2. Transfer mixture to ramekins. Microwave for 2 minutes. Then again for about 1 1/2 minutes until custard looks cooked. Serve with whipped cream and extra cinnamon or pumpkin pie spice.
salt and or other seasonings of your choice
1. Spray chickpeas with spray and sprinkle with salt on foil or parchment lined baking sheet. Roast at 400 degrees F, shaking pan every 15 minutes, until chickpeas are crunchy — about 30-45 minutes.
15 responses to “Pumpkin Custard and How to Use Leftover Ingredients”
Yum, that custard looks fantastic! Great tips, too. Thanks!
Thanks– I had the last one after lunch today. 🙂
This is kinda off track, but pumpkin is good for doggies with an upset tummy. So I freeze any leftover pumpkin in icecube trays for my pup.
Interesting — I have never heard of that!
Love anything pumpkiny! Thank you…
I love your blog — inspiring about the picture book month!
Thanks for the great tips and delicious recipe 🙂
Choc Chip Uru
Cheers to you, CCU!
Ooh your pumpkin custard look amazing! And I totally agree with you, I hate wasting food too!!!
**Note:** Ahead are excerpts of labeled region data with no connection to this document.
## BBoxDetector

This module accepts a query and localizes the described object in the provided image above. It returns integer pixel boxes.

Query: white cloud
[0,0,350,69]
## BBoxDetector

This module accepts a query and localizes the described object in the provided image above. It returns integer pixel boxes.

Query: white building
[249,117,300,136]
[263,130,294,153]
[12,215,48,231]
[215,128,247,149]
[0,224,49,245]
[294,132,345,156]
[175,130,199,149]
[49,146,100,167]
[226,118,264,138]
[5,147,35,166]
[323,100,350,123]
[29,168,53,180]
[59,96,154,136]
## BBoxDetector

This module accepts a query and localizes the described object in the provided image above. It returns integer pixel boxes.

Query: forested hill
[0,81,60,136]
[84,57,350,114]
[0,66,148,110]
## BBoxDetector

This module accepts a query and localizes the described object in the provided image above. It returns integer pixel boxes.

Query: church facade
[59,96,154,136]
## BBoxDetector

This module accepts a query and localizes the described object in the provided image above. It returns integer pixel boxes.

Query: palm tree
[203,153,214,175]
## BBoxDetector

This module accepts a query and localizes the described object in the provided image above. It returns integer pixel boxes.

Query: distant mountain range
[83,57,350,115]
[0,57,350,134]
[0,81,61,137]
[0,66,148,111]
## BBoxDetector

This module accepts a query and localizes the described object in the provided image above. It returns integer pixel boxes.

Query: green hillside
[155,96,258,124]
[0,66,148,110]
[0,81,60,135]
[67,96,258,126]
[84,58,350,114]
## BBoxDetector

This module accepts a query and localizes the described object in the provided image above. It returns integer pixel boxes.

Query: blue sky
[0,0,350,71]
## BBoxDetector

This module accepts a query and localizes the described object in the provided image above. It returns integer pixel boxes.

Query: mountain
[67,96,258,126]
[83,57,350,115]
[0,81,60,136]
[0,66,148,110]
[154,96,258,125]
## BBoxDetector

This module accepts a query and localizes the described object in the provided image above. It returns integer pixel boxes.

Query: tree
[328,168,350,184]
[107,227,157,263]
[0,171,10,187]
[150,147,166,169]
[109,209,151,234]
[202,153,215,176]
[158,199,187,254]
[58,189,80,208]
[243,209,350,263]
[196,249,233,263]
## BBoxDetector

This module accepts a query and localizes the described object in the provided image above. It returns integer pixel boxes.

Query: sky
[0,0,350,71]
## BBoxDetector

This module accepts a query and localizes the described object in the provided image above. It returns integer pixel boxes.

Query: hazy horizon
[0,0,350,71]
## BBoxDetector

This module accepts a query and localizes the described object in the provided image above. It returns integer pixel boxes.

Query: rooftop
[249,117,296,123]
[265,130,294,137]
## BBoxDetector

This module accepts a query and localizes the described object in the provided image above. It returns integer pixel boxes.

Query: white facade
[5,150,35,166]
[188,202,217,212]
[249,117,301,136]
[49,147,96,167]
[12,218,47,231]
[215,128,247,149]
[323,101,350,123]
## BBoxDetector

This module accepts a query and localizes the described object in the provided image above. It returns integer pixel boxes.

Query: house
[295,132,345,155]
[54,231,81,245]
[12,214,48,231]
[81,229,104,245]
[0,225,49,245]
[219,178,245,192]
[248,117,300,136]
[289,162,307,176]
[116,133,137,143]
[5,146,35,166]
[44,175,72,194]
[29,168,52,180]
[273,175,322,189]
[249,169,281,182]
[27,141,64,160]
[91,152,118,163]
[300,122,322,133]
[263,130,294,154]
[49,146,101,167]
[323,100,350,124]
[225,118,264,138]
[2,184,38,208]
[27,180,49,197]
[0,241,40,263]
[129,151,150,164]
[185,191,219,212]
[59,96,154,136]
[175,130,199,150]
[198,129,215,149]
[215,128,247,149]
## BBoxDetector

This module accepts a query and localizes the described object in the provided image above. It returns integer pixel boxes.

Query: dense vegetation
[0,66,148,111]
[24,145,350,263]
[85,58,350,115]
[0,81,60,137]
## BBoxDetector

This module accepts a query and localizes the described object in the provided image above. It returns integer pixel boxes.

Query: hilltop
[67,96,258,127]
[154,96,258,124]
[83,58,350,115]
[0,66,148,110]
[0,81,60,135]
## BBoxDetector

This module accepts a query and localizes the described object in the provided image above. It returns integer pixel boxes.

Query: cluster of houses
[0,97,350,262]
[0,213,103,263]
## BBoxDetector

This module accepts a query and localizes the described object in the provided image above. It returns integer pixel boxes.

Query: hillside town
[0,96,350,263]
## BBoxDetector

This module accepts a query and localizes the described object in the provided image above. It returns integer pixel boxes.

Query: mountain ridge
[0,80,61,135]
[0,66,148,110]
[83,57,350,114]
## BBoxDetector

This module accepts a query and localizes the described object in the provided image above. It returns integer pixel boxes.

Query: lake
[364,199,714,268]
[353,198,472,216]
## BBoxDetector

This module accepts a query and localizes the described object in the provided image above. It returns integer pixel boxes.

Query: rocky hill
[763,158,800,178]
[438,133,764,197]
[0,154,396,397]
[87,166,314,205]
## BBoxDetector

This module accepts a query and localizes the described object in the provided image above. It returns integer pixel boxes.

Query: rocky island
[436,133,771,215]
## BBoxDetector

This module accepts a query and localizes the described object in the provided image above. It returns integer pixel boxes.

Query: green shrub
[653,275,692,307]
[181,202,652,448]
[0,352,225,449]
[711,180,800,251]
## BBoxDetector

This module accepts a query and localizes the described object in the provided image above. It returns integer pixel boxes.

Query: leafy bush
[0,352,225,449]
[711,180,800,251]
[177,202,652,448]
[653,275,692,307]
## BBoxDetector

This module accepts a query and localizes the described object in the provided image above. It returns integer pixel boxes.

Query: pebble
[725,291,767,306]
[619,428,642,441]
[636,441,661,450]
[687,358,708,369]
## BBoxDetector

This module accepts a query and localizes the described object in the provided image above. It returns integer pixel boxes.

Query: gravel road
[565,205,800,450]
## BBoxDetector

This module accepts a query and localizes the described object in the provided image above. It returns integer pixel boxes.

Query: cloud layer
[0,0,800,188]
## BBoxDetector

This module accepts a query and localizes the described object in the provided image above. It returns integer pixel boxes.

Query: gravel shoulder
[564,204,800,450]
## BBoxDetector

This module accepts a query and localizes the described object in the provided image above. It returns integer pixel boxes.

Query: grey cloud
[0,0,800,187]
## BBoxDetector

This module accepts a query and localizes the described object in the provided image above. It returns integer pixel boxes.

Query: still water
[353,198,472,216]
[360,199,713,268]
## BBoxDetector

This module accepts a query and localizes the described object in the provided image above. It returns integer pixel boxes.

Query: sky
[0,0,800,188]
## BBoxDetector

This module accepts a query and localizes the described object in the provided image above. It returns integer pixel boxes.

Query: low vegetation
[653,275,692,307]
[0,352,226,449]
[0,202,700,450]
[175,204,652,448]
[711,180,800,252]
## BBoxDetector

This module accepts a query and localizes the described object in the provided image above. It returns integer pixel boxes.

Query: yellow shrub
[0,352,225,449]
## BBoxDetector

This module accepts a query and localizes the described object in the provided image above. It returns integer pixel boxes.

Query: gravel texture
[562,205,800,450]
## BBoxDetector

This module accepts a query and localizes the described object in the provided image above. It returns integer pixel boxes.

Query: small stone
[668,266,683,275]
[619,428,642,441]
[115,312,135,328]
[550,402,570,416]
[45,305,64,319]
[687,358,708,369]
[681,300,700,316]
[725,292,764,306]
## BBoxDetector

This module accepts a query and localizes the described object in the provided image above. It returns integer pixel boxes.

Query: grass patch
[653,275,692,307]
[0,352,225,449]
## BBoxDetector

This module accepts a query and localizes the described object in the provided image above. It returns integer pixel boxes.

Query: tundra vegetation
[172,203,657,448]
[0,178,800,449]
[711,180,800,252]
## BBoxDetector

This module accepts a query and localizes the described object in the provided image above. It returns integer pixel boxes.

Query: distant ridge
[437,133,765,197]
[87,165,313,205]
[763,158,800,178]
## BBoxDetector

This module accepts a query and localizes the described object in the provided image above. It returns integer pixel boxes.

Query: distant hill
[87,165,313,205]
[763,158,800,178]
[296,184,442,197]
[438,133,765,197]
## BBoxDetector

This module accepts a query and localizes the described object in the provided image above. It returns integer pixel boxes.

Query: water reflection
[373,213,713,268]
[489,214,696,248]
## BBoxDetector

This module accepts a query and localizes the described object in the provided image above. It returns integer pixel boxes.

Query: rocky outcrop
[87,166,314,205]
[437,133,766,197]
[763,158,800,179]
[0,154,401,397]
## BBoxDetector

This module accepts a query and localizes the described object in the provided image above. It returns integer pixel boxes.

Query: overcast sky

Wonderful pumpkin custard recipe. I think it’s great that you’ve found such unique ways to use the remaining ingredients.
A lot of leftover bits make it into the soup pot around here, or get used as toppings on pizzas or pizza-like concoctions involving flour tortillas, leftover French bread, etc. I do freeze leftover coconut milk — I usually just leave it in the can so I know what it is, rubberband a plastic bag over the top and leave it on the freezer door. I will freeze cubes of pesto or tomato paste. I also freeze things for stock — fennel tops, mushroom trimmings, winter squash innards.
Your pumpkin pudding sounds delicious — especially with whipped cream.
Great idea, Sharon!
You have addressed an important issue when you talk about using leftovers. I have so many obscure leftovers like hemp protein powder and rice flour, plus the less-obscure ingredients like fresh herbs. I have heard that you can put herbs in ice cube trays, fill them with water, freeze, then remove and save in labeled freezer bags; that sounds like too much work.